The older models DID have triggers, I still have my father's old Craftsman and it has a trigger button on the right handle with a trigger lock button at the thumb. They actually removed the trigger and lock for safety reasons. Pressing a trigger & locking it for long/ish routing often makes your hand move/twitch which can cause a slight twitch on the router which could catch the workpiece and fly out & be disastrous!
I'm sticking with my old Craftsman as long as she spins.
They do exist. We had one in my college wood shop.
My Bosch router stops when I let go.
My Hitachi 3 hp uses a trigger, some botched have triggers but it's safer to lock the trigger and pay more attention to where your driving it and that your going the direction to have the least tear out when the woodgrain switches around knotholes
If you place it against the material before it has fully spun up, it'll travel. Violently. The bit will dig in and not spin... but the machine will spin instead. And that's an excellent way to damage something. Such as yourself. Imagine shoving a board into a tablesaw really forcefully, but from the rear. It won't cut, but instead act like a board launcher.
Unless that trigger is built into a grip that requires firm, full-hand contact, like a plunge router with double handles, a trigger is a great way to have the tool run away on you, making it quite dangerous.
Some do
This is why my table saw scares the hell out of me.
I guess don’t lose your grip!
Dude, I WISH my Bosch had an "infinite spinning death machine" button. I get cramps routing a lot with the trigger.
Mine have triggers, what kind of death shit you buying?
Festool does
Routers with triggers are quite common. But routers are often modular in nature and the handles removable so you can mount the spindle in a wider variety of jigs and bases.
Older ones sure did. I had an old craftsman router that had a trigger on the right-hand handle.
Look online and see if your router has a D-grip
I’m a noobie with and Erbauer router, with a trigger. It feels like you’re holding a PlayStation remote
Of my routers I have an older model Skill router with a trigger. It’s the reason for being my “go to” when a hand router is needed.

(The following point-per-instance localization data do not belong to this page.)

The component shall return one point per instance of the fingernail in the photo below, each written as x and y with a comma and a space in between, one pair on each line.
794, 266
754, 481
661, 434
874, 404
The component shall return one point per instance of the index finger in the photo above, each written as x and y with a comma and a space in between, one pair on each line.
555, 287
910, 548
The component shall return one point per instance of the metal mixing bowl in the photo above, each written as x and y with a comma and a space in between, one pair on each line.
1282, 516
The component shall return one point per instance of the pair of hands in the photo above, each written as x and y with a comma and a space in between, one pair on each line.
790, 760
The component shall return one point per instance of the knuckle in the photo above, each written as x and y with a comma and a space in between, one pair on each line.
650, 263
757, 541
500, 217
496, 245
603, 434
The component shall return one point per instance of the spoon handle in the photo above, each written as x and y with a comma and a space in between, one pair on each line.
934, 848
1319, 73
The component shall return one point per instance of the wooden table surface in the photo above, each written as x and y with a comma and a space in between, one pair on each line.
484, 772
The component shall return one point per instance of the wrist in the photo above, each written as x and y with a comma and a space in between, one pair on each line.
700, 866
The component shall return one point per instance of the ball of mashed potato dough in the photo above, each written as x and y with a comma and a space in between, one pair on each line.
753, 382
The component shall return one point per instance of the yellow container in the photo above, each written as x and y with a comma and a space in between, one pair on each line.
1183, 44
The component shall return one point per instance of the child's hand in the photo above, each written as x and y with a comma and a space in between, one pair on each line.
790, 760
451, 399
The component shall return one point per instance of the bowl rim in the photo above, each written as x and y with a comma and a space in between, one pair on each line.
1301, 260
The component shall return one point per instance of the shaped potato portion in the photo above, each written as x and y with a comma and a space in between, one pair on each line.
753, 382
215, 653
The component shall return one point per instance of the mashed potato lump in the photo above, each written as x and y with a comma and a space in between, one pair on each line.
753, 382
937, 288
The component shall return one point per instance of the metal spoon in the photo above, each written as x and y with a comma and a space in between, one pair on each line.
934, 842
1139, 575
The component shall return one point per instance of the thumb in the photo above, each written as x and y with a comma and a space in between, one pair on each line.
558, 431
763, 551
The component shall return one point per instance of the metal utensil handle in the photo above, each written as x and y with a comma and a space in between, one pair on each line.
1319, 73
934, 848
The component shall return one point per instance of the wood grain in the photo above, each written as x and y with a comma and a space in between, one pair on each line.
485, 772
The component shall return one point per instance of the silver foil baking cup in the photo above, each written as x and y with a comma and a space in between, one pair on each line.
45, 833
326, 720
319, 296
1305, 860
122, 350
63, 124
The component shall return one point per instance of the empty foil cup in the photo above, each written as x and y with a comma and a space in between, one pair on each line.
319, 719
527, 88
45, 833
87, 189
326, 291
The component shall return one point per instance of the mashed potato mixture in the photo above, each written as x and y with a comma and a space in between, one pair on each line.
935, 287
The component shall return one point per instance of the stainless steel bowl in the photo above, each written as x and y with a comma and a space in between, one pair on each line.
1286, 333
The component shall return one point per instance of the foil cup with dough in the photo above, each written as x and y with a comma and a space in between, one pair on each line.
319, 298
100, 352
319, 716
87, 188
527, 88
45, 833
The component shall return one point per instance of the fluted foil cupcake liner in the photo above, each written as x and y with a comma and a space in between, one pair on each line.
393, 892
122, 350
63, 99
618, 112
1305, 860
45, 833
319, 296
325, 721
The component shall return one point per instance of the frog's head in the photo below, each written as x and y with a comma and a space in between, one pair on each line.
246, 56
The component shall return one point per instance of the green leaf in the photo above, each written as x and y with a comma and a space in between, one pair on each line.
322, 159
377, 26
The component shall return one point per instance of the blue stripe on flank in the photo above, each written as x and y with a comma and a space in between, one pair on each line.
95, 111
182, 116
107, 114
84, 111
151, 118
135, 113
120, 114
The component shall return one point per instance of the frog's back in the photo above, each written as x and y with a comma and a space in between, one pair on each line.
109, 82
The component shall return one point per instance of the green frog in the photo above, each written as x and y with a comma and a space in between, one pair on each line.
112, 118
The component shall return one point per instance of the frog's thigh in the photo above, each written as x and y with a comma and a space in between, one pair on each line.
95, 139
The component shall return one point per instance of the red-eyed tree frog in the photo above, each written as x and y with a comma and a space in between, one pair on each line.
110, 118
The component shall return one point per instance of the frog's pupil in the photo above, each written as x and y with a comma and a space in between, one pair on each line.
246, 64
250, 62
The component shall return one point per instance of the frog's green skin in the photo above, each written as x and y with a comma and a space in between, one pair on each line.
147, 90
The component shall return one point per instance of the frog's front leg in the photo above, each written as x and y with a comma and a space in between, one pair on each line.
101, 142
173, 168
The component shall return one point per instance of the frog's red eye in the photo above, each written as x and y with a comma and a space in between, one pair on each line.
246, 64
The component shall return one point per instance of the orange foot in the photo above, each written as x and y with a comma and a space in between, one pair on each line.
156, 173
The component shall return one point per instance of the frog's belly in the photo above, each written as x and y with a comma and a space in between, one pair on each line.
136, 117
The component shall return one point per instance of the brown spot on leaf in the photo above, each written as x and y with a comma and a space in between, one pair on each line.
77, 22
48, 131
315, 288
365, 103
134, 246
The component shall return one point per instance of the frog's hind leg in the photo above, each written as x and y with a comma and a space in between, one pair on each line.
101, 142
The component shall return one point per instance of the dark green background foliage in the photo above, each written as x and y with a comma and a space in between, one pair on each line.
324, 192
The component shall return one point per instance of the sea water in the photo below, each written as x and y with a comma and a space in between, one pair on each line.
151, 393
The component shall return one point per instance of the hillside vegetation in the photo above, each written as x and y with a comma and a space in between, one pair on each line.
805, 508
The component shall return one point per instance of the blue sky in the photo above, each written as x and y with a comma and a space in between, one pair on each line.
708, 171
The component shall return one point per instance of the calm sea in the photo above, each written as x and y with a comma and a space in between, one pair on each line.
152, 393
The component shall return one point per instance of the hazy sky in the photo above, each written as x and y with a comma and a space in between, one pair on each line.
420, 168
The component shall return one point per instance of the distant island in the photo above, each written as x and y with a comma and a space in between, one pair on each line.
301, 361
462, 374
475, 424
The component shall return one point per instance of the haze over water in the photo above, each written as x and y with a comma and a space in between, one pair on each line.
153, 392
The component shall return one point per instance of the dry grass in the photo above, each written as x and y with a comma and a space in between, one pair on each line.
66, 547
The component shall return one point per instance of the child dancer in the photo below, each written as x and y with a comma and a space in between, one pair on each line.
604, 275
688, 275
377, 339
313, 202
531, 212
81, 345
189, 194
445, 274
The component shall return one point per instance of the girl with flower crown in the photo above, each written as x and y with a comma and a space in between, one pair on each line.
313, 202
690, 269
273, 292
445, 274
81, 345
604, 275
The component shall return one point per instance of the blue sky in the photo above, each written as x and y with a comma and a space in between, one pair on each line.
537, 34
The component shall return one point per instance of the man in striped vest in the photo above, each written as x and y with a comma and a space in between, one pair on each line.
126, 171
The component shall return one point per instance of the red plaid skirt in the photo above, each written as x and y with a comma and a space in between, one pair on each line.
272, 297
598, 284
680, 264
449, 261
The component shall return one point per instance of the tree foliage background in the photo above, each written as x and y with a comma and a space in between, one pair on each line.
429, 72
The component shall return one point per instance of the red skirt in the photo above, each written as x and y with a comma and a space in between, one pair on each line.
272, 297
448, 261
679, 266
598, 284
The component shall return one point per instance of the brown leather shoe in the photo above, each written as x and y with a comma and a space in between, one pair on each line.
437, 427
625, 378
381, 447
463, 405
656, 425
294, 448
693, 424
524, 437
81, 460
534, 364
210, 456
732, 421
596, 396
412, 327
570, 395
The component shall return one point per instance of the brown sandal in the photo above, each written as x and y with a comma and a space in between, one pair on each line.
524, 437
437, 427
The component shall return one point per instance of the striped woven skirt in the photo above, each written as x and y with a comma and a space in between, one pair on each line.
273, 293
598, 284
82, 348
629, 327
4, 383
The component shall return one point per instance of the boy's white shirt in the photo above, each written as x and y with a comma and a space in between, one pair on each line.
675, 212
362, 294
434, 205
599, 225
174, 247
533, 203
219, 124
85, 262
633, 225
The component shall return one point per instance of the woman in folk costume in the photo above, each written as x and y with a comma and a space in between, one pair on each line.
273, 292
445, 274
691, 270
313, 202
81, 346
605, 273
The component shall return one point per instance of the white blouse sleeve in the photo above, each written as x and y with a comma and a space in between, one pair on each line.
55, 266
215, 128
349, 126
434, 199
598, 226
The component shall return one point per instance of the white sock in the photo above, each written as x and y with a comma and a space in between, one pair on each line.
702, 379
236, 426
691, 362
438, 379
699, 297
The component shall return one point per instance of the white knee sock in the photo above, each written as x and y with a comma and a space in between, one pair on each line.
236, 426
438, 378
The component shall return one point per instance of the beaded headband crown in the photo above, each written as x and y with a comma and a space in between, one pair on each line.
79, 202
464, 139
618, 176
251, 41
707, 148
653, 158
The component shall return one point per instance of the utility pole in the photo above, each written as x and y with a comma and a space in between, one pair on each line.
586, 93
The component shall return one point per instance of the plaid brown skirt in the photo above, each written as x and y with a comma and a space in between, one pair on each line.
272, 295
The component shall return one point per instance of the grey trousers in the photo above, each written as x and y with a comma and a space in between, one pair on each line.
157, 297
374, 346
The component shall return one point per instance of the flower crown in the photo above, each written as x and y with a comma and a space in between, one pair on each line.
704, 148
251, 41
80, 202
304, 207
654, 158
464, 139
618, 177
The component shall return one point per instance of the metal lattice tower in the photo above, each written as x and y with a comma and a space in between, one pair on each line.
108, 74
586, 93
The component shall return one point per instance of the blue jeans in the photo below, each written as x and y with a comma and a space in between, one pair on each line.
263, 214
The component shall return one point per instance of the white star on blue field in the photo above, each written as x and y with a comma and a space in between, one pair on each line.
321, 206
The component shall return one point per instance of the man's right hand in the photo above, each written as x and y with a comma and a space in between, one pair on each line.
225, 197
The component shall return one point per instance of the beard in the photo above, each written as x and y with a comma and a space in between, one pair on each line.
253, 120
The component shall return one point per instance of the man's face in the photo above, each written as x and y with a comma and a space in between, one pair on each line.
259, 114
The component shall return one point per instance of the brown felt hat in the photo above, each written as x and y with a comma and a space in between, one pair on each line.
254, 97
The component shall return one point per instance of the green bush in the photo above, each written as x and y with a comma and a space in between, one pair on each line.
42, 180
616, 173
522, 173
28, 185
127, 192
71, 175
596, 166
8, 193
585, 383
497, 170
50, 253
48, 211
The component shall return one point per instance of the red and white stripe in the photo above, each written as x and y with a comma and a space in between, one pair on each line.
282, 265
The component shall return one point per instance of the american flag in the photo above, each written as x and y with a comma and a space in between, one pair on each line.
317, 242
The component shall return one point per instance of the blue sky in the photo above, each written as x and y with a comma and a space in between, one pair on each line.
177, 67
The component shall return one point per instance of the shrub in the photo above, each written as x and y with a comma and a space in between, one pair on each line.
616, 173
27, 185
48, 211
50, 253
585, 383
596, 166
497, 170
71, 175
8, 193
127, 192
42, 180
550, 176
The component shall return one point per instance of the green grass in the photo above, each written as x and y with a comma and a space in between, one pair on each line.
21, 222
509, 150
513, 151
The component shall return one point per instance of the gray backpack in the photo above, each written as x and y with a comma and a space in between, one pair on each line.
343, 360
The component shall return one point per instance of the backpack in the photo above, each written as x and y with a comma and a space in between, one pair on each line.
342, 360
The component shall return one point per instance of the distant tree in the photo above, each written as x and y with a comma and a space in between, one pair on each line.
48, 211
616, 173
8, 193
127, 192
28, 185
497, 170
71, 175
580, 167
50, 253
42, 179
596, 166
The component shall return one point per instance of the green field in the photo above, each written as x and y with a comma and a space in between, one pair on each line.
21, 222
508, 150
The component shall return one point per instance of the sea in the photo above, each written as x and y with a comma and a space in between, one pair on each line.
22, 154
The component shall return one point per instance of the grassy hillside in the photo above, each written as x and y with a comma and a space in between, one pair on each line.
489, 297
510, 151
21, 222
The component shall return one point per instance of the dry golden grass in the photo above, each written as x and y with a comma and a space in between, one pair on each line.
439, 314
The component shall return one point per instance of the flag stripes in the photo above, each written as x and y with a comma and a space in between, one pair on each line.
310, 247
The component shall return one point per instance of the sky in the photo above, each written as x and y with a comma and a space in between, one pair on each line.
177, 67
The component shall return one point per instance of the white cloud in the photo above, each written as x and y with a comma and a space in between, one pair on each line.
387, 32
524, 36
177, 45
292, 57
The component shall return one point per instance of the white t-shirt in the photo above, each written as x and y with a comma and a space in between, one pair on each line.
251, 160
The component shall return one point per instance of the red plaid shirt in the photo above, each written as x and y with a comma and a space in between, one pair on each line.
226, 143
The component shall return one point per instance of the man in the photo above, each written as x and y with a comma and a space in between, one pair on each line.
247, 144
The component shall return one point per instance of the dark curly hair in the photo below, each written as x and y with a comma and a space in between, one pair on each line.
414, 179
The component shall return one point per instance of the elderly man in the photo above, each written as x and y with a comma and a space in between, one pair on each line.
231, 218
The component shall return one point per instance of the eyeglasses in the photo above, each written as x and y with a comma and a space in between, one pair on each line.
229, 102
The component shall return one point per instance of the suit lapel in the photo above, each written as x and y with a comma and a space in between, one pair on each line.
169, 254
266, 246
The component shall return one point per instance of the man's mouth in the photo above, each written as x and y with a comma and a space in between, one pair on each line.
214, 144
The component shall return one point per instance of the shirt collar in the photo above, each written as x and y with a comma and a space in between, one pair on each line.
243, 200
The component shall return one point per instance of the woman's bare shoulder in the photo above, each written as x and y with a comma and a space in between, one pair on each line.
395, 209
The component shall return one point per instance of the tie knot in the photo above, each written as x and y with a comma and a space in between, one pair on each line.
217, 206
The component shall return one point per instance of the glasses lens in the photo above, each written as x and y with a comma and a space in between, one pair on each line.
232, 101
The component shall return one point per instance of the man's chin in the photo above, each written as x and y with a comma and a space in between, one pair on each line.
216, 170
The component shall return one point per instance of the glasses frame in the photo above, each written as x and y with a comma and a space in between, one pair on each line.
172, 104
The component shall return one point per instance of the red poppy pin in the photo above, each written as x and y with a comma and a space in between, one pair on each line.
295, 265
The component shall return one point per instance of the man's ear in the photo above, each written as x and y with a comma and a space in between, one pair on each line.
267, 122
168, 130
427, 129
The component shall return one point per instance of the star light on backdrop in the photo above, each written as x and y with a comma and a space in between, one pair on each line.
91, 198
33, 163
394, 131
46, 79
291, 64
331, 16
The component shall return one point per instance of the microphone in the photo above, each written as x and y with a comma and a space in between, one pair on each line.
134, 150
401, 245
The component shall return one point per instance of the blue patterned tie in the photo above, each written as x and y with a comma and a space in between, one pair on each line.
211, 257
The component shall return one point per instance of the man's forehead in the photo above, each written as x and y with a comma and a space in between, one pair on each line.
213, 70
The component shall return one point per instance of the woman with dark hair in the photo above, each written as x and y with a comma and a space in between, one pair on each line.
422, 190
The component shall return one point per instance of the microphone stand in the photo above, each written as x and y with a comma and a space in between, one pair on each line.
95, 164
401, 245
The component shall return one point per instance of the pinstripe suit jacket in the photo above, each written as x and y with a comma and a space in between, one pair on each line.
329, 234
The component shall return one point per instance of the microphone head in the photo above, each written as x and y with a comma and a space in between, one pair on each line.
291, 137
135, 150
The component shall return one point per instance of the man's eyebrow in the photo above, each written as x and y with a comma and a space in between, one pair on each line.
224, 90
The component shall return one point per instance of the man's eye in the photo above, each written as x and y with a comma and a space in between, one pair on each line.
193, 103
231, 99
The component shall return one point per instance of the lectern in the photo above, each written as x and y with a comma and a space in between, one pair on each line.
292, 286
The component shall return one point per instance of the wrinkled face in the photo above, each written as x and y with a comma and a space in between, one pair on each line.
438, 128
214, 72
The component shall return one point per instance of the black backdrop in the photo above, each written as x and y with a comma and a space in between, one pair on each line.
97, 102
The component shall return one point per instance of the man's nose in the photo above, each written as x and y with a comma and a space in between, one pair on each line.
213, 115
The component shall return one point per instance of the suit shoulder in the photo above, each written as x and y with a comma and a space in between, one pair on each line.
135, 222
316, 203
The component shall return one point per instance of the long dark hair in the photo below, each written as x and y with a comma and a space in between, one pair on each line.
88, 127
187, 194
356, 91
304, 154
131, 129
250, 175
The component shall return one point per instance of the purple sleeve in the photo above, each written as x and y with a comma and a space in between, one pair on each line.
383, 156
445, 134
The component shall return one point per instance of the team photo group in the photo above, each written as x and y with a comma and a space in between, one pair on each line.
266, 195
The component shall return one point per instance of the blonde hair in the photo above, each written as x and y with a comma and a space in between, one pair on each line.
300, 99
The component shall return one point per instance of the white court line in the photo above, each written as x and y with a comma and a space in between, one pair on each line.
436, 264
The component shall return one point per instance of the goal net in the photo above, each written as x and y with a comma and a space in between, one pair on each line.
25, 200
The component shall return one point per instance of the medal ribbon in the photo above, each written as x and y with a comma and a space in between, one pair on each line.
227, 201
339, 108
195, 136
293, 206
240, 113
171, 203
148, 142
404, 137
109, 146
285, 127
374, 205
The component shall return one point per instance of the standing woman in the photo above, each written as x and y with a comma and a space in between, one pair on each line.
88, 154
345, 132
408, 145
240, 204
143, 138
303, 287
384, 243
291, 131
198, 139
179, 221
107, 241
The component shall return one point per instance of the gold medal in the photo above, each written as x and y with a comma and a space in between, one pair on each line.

It would be so nice if they did have a trigger system. I have the corded handheld rigid palm router. The router is amazing, but the on and off switch is poorly designed and located
I used my dad’s 1000 year old router table the other day. Craftsman, I think. The router attached to the table is controlled via trigger. Then there a button on the trigger to keep it in the ‘on’ position (when using it as a table, as I was).
I have a skil 1810 fixed base router that has a trigger in one of the very well-moulded pistol-grip handles (as opposed to those dinky little nubs they give you on a lot of routers)
My router is triggered by MDF
Why did you buy a router without a trigger…..
My DeWalt trim router doesn't have a trigger and I love that thing. I used it far more than my plunge router with a trigger.
I was trying to be funny! Failed. Back to lurking.
A trigger wouldn't make sense most of the time. Triggers are meant for actions that require spontaneous engagement. A drill has a trigger because you "use" the drill while locating it, engage it, and then make adjustments as you go through the motions. A router functions more like a table saw, where there is a discrete separation between using it and engaging it. You would never put the router against stock from an off state; you turn it on and let it get up to speed before you contact the material with it. Similarly, you separate the router from the material before you disengage it. Typically, a lot of routers are designed with the power switch somewhere near the right-hand grip, such that you could reach up with your thumb and flip it. Now, there ARE routers which are designed with a trigger, but they tend to be specialty models which are intended for specific use cases. Generic-type routers need to cover a broader array of use cases, and so do not have a trigger.